WHY Sam DiPiazza is allowing his firm to go on defending this sort of thing beats me. The PWC Web site overflows with fine sentiments about "corporate citizenship" and "creative leadership" and the firm's "vision of integrity." But when it comes to putting the words into practice in the real world, those fine sentiments seem to be viewed as nothing more than twaddle.

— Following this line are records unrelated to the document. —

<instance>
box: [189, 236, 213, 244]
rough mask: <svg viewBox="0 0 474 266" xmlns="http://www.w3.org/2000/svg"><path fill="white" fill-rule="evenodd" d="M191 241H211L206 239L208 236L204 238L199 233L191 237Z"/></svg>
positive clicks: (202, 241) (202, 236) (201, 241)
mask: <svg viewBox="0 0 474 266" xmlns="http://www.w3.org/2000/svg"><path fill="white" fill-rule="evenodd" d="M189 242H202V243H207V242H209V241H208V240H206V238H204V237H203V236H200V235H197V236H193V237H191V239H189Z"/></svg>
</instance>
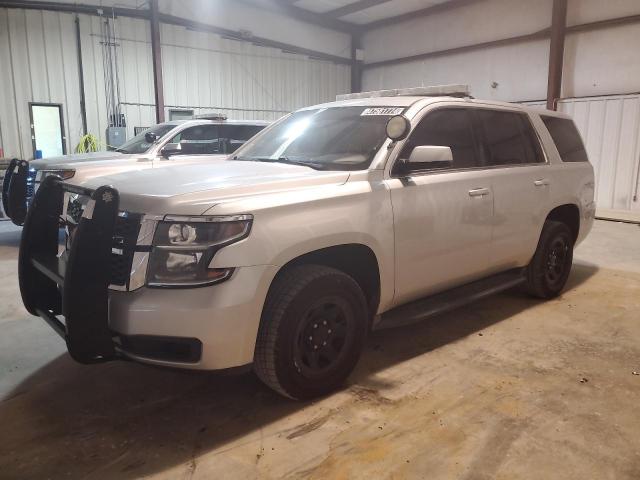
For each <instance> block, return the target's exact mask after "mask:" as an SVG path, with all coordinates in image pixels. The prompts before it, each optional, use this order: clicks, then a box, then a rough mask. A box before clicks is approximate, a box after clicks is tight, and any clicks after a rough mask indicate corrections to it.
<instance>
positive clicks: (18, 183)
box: [2, 158, 35, 225]
mask: <svg viewBox="0 0 640 480" xmlns="http://www.w3.org/2000/svg"><path fill="white" fill-rule="evenodd" d="M34 182H35V179H34V178H32V177H30V172H29V162H27V161H25V160H18V159H17V158H14V159H13V160H11V162H10V163H9V166H8V167H7V170H6V172H5V174H4V179H3V181H2V208H4V213H5V215H6V216H7V217H9V218H10V219H11V221H12V222H13V223H15V224H16V225H23V224H24V221H25V219H26V217H27V210H28V208H29V203H30V202H31V198H32V196H33V188H34V187H35V183H34Z"/></svg>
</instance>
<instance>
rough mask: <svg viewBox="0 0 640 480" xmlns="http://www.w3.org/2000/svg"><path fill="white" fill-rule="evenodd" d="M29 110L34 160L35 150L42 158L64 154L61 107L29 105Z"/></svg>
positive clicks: (64, 139) (40, 105)
mask: <svg viewBox="0 0 640 480" xmlns="http://www.w3.org/2000/svg"><path fill="white" fill-rule="evenodd" d="M29 110H30V115H31V142H32V144H33V156H34V158H36V151H37V150H40V151H41V152H42V158H48V157H58V156H60V155H64V154H66V153H67V149H66V145H65V143H66V142H65V136H64V123H63V120H62V105H59V104H51V103H30V104H29Z"/></svg>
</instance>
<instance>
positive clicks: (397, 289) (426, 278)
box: [388, 108, 493, 304]
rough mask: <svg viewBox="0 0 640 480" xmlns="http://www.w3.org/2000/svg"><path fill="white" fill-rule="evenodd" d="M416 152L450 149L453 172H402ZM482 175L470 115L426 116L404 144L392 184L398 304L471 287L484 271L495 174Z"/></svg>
mask: <svg viewBox="0 0 640 480" xmlns="http://www.w3.org/2000/svg"><path fill="white" fill-rule="evenodd" d="M418 145H439V146H448V147H450V148H451V150H452V153H453V162H452V164H449V165H439V166H438V167H437V168H434V167H433V166H427V165H425V166H424V168H420V165H418V168H417V169H413V167H411V169H410V170H409V171H403V169H404V168H407V167H406V166H405V167H401V165H402V164H403V160H404V159H407V158H408V157H409V155H410V154H411V151H412V150H413V148H414V147H416V146H418ZM405 165H406V164H405ZM480 167H481V156H480V152H479V149H478V146H477V142H476V139H475V135H474V131H473V128H472V122H471V116H470V113H469V111H468V109H465V108H439V109H437V110H433V111H431V112H429V113H427V114H426V115H425V117H424V118H423V119H422V120H421V121H420V123H419V124H418V125H417V126H416V127H415V129H414V131H413V132H412V134H411V136H410V137H409V139H408V140H407V141H406V143H405V145H404V147H403V149H402V151H401V153H400V155H399V157H398V159H397V160H396V162H395V165H394V167H393V169H392V171H391V177H392V178H391V179H390V180H389V181H388V185H389V188H390V190H391V202H392V206H393V215H394V232H395V257H396V296H395V300H394V303H396V304H401V303H405V302H408V301H411V300H413V299H416V298H420V297H422V296H425V295H427V294H430V293H435V292H438V291H441V290H445V289H447V288H449V287H452V286H455V285H461V284H464V283H467V282H469V281H472V280H474V279H476V278H479V277H481V276H482V275H483V274H485V272H486V271H487V269H488V258H489V250H490V244H491V229H492V216H493V196H492V192H491V185H490V172H487V171H485V170H482V169H481V168H480Z"/></svg>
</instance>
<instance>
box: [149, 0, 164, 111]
mask: <svg viewBox="0 0 640 480" xmlns="http://www.w3.org/2000/svg"><path fill="white" fill-rule="evenodd" d="M150 7H151V17H150V21H151V56H152V57H153V87H154V91H155V101H156V102H155V103H156V122H157V123H162V122H164V87H163V84H162V52H161V49H160V20H159V17H160V11H159V9H158V0H151V2H150Z"/></svg>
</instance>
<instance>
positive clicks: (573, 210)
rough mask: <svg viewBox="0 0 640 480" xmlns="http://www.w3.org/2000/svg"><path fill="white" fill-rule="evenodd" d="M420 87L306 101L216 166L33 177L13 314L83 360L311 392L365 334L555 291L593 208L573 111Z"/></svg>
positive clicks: (319, 391)
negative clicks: (445, 92) (69, 177)
mask: <svg viewBox="0 0 640 480" xmlns="http://www.w3.org/2000/svg"><path fill="white" fill-rule="evenodd" d="M434 91H435V92H438V91H439V90H438V89H426V90H425V89H418V90H410V91H392V92H382V93H377V94H371V95H369V96H367V95H360V96H359V97H360V98H359V97H358V96H356V98H346V99H342V100H340V101H337V102H334V103H328V104H324V105H318V106H313V107H308V108H304V109H302V110H299V111H297V112H294V113H292V114H290V115H289V116H287V117H285V118H283V119H281V120H280V121H278V122H277V123H275V124H274V125H272V126H270V127H269V128H267V129H265V130H264V131H262V132H261V133H260V134H258V135H257V136H256V137H254V138H253V139H252V140H250V141H249V142H247V143H246V144H245V145H244V146H243V147H242V148H240V149H239V150H238V151H237V152H236V155H235V156H234V157H232V158H230V159H229V160H226V161H223V162H217V163H216V164H212V165H200V166H190V167H180V168H166V169H162V170H154V171H148V172H138V173H128V174H127V175H115V176H110V177H102V178H93V179H91V180H89V181H86V182H83V183H77V184H76V183H74V184H69V182H61V181H60V180H59V179H56V178H54V177H49V178H47V180H46V181H45V182H44V183H43V185H42V186H41V188H40V190H39V191H38V193H37V195H36V198H35V201H34V205H33V208H32V209H31V210H30V212H29V216H28V218H27V221H26V224H25V230H24V234H23V239H22V244H21V247H20V264H19V265H20V285H21V291H22V296H23V300H24V304H25V306H26V307H27V309H28V310H29V311H30V312H31V313H33V314H35V315H40V316H42V317H43V318H44V319H45V320H47V321H48V322H49V323H50V324H51V325H52V326H53V328H54V329H55V330H56V331H58V333H60V335H62V336H63V337H64V338H65V339H66V341H67V345H68V349H69V352H70V354H71V355H72V356H73V357H74V358H75V359H77V360H78V361H81V362H85V363H91V362H97V361H103V360H109V359H113V358H118V357H126V358H128V359H133V360H137V361H140V362H144V363H150V364H156V365H165V366H171V367H180V368H191V369H205V370H210V369H227V368H231V367H241V366H248V365H253V368H254V369H255V371H256V372H257V374H258V375H259V376H260V378H261V379H262V380H264V381H265V383H267V384H268V385H269V386H271V387H272V388H274V389H275V390H277V391H278V392H280V393H282V394H284V395H287V396H289V397H293V398H309V397H313V396H316V395H322V394H324V393H326V392H328V391H331V390H332V389H335V388H337V387H338V386H339V385H340V384H341V383H342V382H343V381H344V380H345V379H346V378H347V376H348V375H349V373H350V372H351V370H352V369H353V367H354V365H355V364H356V362H357V360H358V357H359V356H360V352H361V350H362V346H363V343H364V340H365V338H366V335H367V332H368V331H369V330H370V329H379V328H388V327H396V326H400V325H404V324H407V323H411V322H416V321H420V320H422V319H424V318H426V317H429V316H431V315H433V314H435V313H438V312H442V311H445V310H448V309H451V308H454V307H456V306H459V305H461V304H463V303H466V302H469V301H472V300H475V299H477V298H480V297H482V296H485V295H488V294H491V293H494V292H497V291H500V290H504V289H507V288H511V287H515V286H519V285H520V286H524V287H525V288H526V289H527V290H528V291H529V292H530V293H532V294H533V295H535V296H537V297H541V298H551V297H553V296H556V295H558V294H559V293H560V292H561V290H562V289H563V287H564V285H565V282H566V280H567V277H568V275H569V272H570V269H571V263H572V252H573V247H574V246H575V245H576V244H577V243H578V242H580V241H581V240H582V239H584V237H585V236H586V235H587V233H588V232H589V230H590V228H591V225H592V222H593V218H594V212H595V205H594V200H593V194H594V176H593V168H592V167H591V165H590V164H589V162H588V161H587V157H586V154H585V150H584V147H583V144H582V141H581V139H580V136H579V134H578V132H577V130H576V128H575V126H574V124H573V122H572V120H571V119H570V118H569V117H567V116H566V115H563V114H559V113H556V112H549V111H538V110H532V109H529V108H526V107H523V106H520V105H512V104H507V103H497V102H490V101H482V100H473V99H471V98H468V97H456V96H446V95H442V94H440V95H438V94H435V96H434V93H435V92H434ZM448 91H449V92H450V91H451V89H449V90H448ZM60 217H62V219H63V220H64V226H65V227H66V229H67V233H68V235H67V244H66V247H65V248H61V249H60V251H59V248H58V244H57V239H58V228H59V223H58V218H60Z"/></svg>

Maybe PricewaterhouseCoopers thinks that because Arthur Andersen has been taken out and shot, and the Big Eight accounting firms are now down to the Big Four, the government is not going to do anything to imperil the future for the survivors.

If so, they'd better think again. Last week the SEC issued an administrative ruling in which PWC's audit partner in charge of the Tyco International account was banned for life from auditing any public company ever again. Reason: his see-no-evil reviews of Tyco's fraud soaked financial accounts.

In an expression of just how out of touch with reality PWC may in fact be, it took no time at all for one of the firm's p.r. eunuchs to announce that PricewaterhouseCoopers was standing behind its disgraced partner anyway, on the theory that what he did was "in accordance with professional standards in place at the time."

When a company can permit one of its spokesmen to make a bird-brained and counter-productive statement like that in the wake of Enron, WorldCom, Qwest, Global Crossing, HealthSouth, Xerox, Salomon Bros., Adelphia and all the rest of them, well, maybe there really isn't much more one can say - except perhaps to borrow a line from Bogey as we reach closing time: "Go ahead, Sam; dig that hole a little deeper."